Agreement aims to expand services in Hamilton, Butler counties

By James Pilcher
The Cincinnati Enquirer

        FAIRFIELD — The transit systems of Hamilton and Butler counties Thursday signed an agreement that in the short run could mean more “park-and-rides” for commuters and the development of light rail in the long run.

        The agreement between the Southwest Ohio Regional Transit Authority, which operates Metro, and the Butler County Regional Transit Authority enables the two systems to develop joint transit services.

        “This is a recognition that southern Butler County is increasingly interconnected with Hamilton County, both economically and socially,” said Fairfield City Manager Art Pizzano. “This is symbolic as well as functional.”

        Officials also said the agreement shows increased regionalism throughout Greater Cincinnati — key if the proposed light rail system is to receive federal funds.

        “This is the kind of agreement necessary if we are to see a truly regional system,” said Jim Duane, executive director of the Ohio-Kentucky-Indiana Regional Council of Governments, which is overseeing development of a proposed light rail system. “And it's another forward step in overcoming parochialism.”

        The first phase of the light rail would run up Interstate 71 from downtown Cincinnati to Blue Ash, with the second phase slated for Northern Kentucky. That was made possible after Metro and the Transit Authority of Northern Kentucky signed a similar cooperative agreement in June 1999. Long-range plans also include a branch from downtown into Butler County.

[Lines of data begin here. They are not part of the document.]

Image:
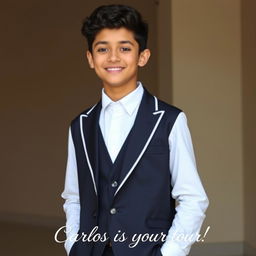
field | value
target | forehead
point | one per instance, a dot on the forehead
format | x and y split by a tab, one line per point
114	36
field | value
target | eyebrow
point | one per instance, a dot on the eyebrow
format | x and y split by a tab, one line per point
120	42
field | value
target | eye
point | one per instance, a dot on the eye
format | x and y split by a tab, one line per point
125	49
102	50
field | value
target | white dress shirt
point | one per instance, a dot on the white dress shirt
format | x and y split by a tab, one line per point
116	121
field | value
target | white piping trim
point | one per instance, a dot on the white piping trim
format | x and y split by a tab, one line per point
85	150
141	153
88	112
156	103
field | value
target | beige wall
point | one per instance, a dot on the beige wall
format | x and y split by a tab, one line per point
206	59
249	118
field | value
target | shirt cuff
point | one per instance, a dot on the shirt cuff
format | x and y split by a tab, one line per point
172	249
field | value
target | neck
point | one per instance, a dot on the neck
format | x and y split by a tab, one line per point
115	93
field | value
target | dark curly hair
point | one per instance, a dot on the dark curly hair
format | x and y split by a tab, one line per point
115	16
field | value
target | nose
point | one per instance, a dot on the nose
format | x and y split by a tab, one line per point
113	56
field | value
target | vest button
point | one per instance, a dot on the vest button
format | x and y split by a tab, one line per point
113	210
114	184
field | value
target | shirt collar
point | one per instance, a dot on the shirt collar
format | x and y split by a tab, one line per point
129	101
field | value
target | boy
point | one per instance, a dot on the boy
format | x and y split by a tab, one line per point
130	156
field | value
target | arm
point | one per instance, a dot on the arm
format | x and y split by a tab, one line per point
187	191
71	195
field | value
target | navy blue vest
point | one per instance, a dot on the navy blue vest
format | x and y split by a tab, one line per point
132	197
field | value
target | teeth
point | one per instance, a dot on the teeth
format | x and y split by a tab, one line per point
114	69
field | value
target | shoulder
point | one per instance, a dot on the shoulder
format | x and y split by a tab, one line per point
170	110
85	112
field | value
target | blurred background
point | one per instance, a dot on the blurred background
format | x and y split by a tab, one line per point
203	61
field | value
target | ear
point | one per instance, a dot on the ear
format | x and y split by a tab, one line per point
90	59
144	57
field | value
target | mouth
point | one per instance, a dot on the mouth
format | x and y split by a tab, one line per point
114	69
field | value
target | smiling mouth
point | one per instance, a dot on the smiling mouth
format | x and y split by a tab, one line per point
114	69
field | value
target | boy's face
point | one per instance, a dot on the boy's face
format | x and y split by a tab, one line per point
115	58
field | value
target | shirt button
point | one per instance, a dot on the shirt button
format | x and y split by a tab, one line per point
113	210
114	184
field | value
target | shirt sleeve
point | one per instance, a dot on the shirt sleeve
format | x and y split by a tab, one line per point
188	192
71	206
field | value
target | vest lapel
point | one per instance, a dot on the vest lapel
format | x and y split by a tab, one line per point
145	125
89	134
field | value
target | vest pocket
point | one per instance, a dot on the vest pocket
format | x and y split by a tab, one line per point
158	223
156	149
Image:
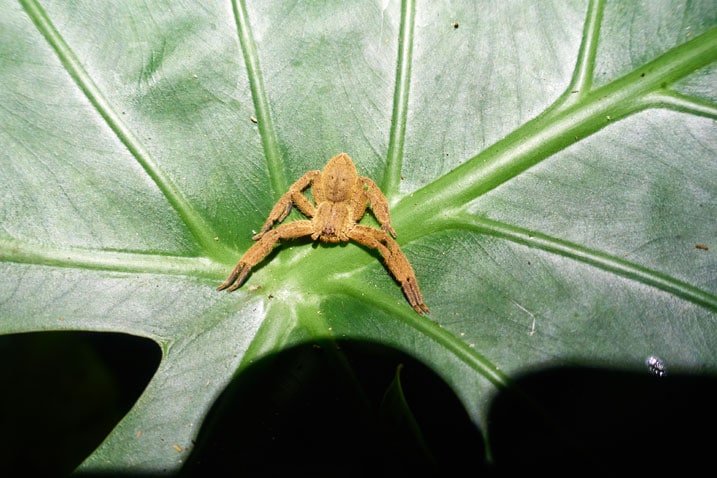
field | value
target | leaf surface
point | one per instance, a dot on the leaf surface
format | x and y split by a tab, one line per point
551	171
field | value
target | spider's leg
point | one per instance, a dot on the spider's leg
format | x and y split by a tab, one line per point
395	261
379	205
261	249
282	208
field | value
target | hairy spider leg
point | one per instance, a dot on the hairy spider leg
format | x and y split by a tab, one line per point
379	205
395	261
294	195
262	248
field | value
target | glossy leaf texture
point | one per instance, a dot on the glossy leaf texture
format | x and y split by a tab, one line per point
551	171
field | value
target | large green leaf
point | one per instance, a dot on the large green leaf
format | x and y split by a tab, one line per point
550	166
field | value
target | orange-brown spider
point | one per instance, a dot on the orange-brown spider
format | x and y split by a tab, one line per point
341	197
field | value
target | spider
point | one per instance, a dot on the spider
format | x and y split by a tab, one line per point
341	197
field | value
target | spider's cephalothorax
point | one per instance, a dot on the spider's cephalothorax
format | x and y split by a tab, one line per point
341	198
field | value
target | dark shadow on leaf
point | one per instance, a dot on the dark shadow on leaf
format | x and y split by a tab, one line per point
581	420
336	409
63	392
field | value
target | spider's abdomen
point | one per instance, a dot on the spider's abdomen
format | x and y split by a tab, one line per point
333	222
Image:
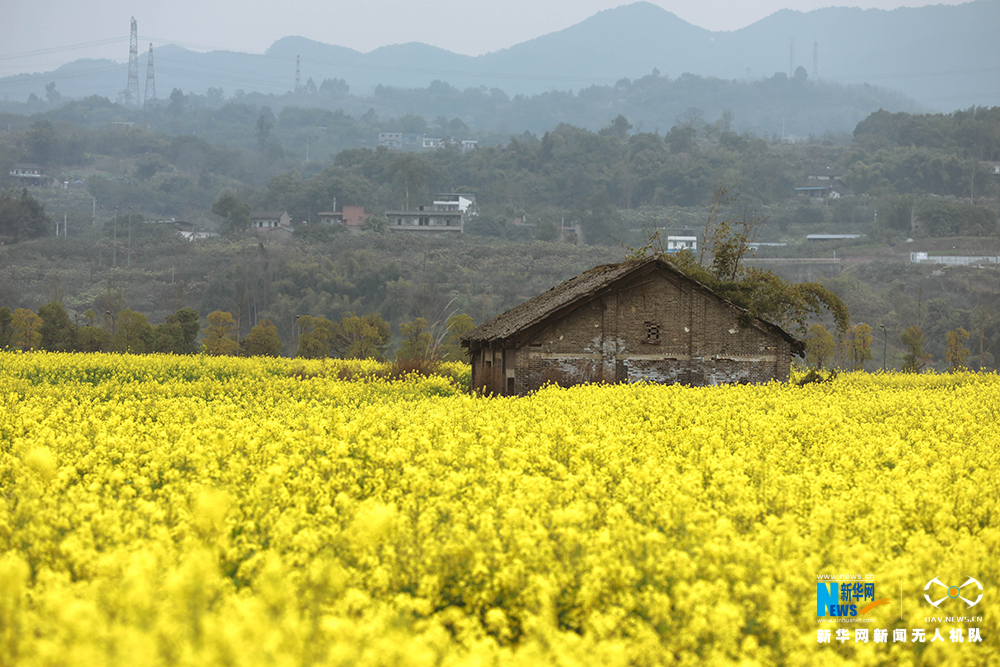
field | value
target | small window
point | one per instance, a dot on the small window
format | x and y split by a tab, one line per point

        Estimates for the first phase run as high as $800 million, and voter approval for local tax dollars would be needed.

        “We're hoping this will serve as an example for Warren and Clermont counties for the future,” OKI light rail project manager Judi Craig said.

        The agreement between BCRTA and Metro keeps the financial independence of both systems, and keeps labor issues separate.

        But Metro and BCRTA, which began service in May 1999 and now carries 2,000 riders daily, will work together on sharing routes and services, such as the recently expanded Job Bus and future park-and-rides.